China's ZTE says overseas sales to triple by 2006

29 Nov, 2004

Chinese phone maker ZTE Corp, which is marketing an initial public offering of up to $398 million, said on Sunday overseas sales would triple to 40 percent of total sales by 2006. China's number-two telecoms gear maker, which exports to more than 60 countries including India, Pakistan, Russia and Egypt, said overseas sales climbed to 13.4 percent of its total sales in the first-half of 2004, from 11.4 percent in 2002.
"We have been exploring the overseas markets for eight years. In the near term we are focusing on emerging markets, which are very similar to China's telecoms market landscape five or 10 years ago," Hou Weigui, chairman of ZTE, told a video conference from New York, where the company is marketing its share offering.

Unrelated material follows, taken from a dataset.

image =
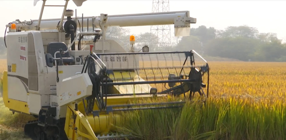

The firm, which plans to use 60 percent of the IPO proceeds for overseas expansion, said higher gross profit margins overseas were offset by bigger distribution costs - giving a net margin about the same as its domestic business.
ZTE, which make base stations and networking equipment, is offering 141 million shares, or 15 percent of its enlarged share capital, at HK$17.5-$22.0 or 12.2 to 15.4 times the firm's 2005 earnings. The indicated range is at a 15-33 percent discount to ZTE's A-share price in China.
Using Hong Kong accounting standards, ZTE's net profit margin increased to 7.1 percent in the first half of 2004 from 6 percent in 2003.
Revenues rose 45 percent to 10.2 billion yuan in the first half from a year earlier.
The eagerness of ZTE, which also makes base stations and network equipment, to grow its overseas market may also be prompted by a murky domestic market.
The firm has invested more than 1 billion yuan ($120 million) on third-generation (3G) mobile technology in the past 7 years but still doesn't know when Beijing will issue 3G licences.
China Telecom and China Netcom, which plan to invest in 3G networks, have already lowered their spending on Personal handyphone system (PHS), a low-end wireless service know locally as "little smart" that accounted for 45.6 percent of ZTE's revenues in the first-half of 2004.
"Even if 3G has a negative impact on our PHS business, we are fully prepared ... Our growth drivers for the coming one or two years are overseas business and handsets business," said company President Yin Yimin.
Pricing of ZTE's IPO is expected on December 3, with trading in the stock to begin on Hong Kong's main board on December 9 under the stock code "0763". Goldman Sachs is the IPO's sole bookrunner.